Come to think about it, she was just a noob in selling paintings; she had only seen her master doing it before.
But today… she finally understood what her master meant.
Everything that he said was true.
“If you don’t perfect your skills, you can sell 100 pieces of work, but they won’t be worth as much combined as just one piece of work after you mastered the techniques.”
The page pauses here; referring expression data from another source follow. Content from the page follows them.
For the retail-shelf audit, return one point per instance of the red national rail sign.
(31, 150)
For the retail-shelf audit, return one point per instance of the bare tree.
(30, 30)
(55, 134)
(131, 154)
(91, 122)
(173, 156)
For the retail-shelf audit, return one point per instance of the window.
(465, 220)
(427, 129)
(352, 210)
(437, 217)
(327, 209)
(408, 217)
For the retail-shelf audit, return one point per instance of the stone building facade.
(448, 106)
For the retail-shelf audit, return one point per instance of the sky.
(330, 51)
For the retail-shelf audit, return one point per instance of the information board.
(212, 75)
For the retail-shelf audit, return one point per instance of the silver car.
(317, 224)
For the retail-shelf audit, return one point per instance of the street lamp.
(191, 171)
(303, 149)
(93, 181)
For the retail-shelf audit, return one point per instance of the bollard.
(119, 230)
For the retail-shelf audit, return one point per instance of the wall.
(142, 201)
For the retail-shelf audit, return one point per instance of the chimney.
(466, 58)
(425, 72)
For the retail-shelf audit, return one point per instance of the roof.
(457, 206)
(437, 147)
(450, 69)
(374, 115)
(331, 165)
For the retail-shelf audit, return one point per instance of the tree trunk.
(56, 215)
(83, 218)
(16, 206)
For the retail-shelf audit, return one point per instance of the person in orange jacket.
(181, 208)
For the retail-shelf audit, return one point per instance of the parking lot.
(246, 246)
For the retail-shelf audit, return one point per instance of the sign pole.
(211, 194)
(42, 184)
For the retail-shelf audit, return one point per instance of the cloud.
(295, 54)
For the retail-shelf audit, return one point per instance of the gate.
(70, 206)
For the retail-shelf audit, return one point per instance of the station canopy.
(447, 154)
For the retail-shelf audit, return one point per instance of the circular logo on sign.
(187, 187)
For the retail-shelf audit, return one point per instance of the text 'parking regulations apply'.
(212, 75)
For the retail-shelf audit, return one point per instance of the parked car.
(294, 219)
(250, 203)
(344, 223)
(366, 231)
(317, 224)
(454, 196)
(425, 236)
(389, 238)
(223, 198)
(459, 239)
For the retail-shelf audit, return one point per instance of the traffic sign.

That’s what they meant by “[A business] that was not opened for business for three years, once opened, immediately made enough for the three upcoming years.”
She had just made $30,000 in the blink of an eye!
It was too bad that she couldn’t convert these to life or use them to convert to cheats in the system.*
But, she immediately recalled how she could feel like she was inside her painting with the cheat of the system and that made her feel better.
She was happy for a while but she did not forget what she needed to get done. She checked quickly the address of the nouveau rich before she rushed back into her room, rolled up the painting into a mailing tube, slung her backpack back on and went to look for Butler Lin to take another trip.
She hadn’t frame the free Orange Tabby painting earlier.
But if she mailed this Little Chickens painting that cost $30,000 just in a mailing tube, that seemed to be a bit sloppy. She didn’t want to give the feeling that the quality was poor.
She had found a framing shop a while back. Luckily, they were still open after she rushed over there.
She paid the down payment, picked out a frame, and confirmed the time it would be done before she headed back to the mansion.
—
Translator’s rambling: “It was too bad that she couldn’t convert these to life or use them to convert to cheats in the system.”
But she can send them as red pocket to ML so he’ll send her back the same amount. It’d be just the same as directly converting them into life. Blind spot on the writer’s part.